Conlan very carefully did not smile at his fierce but tenderhearted warrior woman. She would never have hurt innocents, in spite of her tough talk, but he understood her point very well.

“I intend to make an official apology to her and to the remaining five, as soon as I can find Serai and find a way to release the other maidens,” he said.

“Oh, I’m sure an apology will help,” Riley said, rolling her eyes. “Hey, we’re sorry we stole the past eleven thousand years of your life, here’s a gold watch. Have a nice day.”

“I’d like a gold watch,” Ven offered. Erin smacked him in the head again.

“Look, we’ll do whatever necessary—give them gold, jewels, houses, whatever they want,” Conlan said. “First, we have to find them. And right now? I’m worried that Serai is lost somewhere and hurt. What could she possibly know about surviving on the surface? What if she stepped out of the portal right into the middle of a vampire’s lair?”

A cold wind swept through the air, and all six of them looked up to see Poseidon’s high priest, Alaric, materialize in one of his dramatic entrances. “It’s worse than you realize,” Alaric said, as usual not wasting time with small talk. “I’ve just been to the temple, and the magic that maintains the stasis is in flux.

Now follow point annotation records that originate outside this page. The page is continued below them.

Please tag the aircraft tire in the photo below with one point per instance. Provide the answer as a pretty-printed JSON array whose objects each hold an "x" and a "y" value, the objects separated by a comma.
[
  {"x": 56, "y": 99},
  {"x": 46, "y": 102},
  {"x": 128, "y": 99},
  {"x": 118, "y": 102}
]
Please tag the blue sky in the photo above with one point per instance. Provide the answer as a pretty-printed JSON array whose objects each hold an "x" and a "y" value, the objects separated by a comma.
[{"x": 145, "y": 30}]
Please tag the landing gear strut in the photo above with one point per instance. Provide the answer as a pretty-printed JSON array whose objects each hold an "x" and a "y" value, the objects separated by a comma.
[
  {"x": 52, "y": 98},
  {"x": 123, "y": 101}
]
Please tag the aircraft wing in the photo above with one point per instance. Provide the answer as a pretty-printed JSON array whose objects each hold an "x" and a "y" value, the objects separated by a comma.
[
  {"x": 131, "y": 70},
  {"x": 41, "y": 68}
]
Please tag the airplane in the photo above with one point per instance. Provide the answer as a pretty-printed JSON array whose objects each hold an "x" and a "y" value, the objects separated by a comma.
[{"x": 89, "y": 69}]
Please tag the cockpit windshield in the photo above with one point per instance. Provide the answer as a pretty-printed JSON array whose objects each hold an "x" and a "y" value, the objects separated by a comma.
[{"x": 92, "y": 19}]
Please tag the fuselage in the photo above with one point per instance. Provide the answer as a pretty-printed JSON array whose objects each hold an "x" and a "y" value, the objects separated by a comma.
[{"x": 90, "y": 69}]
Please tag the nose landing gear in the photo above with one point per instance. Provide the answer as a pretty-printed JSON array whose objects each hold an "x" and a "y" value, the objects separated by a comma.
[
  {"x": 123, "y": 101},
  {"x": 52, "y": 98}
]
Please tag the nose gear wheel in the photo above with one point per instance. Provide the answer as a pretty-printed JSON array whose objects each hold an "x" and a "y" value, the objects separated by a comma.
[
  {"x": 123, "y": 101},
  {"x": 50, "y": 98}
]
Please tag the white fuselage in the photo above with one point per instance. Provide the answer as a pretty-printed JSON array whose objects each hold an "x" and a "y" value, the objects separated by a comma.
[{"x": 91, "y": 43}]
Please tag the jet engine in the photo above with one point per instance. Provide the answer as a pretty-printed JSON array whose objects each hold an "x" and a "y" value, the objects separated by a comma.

We either figure out how to release those women now, or they may all die.”

Ven raised an eyebrow. “How’s Quinn?”

“I did not see the rebel leader on this trip to the surface,” Alaric said, his eyes glowing bright green with barely restrained power.

Ven snorted. “You mean, you didn’t see the woman you’re ass-over-priestly-teakettle in love with?”

Erin lifted a hand to smack Ven in the head again, but this time he caught her wrist and kissed her palm.

“Perhaps you should consider your next words carefully, Your Highness,” Alaric told Ven. “Should you wish to continue life as one of the palace peacocks, I can make that happen. How is your appetite for birdseed?”